Wednesday, March 04, 2015

the poet as the letter P

last night i rewatched a little bit of two movies: the 1985 documentary about l.a. punk band x, x: the unheard music, and the documentary about punk rock and fatherhood, the other f word [2011]i also reread the epilogue of richard hell's memoir i dreamed i was a very clean tramp [ecco; 2013], where hell recounts a recent street encounter with his long-time friend, and frenemy, tom verlaine as verlaine was sifting thru bins of books at a used bookstore in manhattan.  and i realize, oh boy, punk has had a profound effect on my life, my writing, and my thinking.  the discovery of punk rock on this working class california kid was a total revelation.  punk has its drawbacks -- what, who, doesn't? -- but punk gave me a kind of strength to be unashamed of my own limitations.  if punk encourages kids who can't play an instrument to simply, in the words of frank o'hara, go on your nerve and play it loud punk also said you can pick up a book, you can pick up a pen, you can read and you can write.  just go on your nerve.
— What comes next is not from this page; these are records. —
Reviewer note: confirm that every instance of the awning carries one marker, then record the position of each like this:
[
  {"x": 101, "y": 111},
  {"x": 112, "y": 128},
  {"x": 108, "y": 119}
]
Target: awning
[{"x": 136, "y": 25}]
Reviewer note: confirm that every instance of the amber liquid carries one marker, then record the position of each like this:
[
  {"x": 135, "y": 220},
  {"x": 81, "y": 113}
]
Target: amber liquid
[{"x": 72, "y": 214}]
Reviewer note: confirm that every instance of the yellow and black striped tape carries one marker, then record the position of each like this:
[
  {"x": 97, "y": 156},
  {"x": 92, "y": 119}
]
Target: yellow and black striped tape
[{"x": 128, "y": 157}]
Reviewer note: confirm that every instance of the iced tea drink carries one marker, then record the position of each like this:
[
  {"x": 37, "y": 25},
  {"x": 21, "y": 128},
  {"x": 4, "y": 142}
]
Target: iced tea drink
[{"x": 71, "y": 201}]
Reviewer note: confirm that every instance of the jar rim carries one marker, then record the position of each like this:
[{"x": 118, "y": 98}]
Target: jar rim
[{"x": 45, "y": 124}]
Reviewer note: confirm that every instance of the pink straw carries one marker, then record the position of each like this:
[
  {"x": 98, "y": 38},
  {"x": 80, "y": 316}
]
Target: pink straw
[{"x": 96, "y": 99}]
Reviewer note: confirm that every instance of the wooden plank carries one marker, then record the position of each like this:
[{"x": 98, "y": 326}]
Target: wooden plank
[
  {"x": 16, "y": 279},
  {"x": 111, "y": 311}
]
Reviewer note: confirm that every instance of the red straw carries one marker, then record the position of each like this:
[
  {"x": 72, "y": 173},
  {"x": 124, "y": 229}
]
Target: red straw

punk has had a deep influence on music and fashion but i think too on politics, art, writing, design and even buddhism.  so i have a question for you: what has punk meant to you?

you can answer in the comments section here; or you can publish your responses on your own blogs and/or twitter accounts and/or facebook; or you can be totally punk and not answer at all.

what has punk meant to you?  


At 9:51 AM, Blogger Glenn Ingersoll said...

I've loved a lot of punk, mostly the poppy sort. Mr T Experience, Green Day, The Clash, the intersection of punk & reggae, Pansy Division, experimentation & honesty.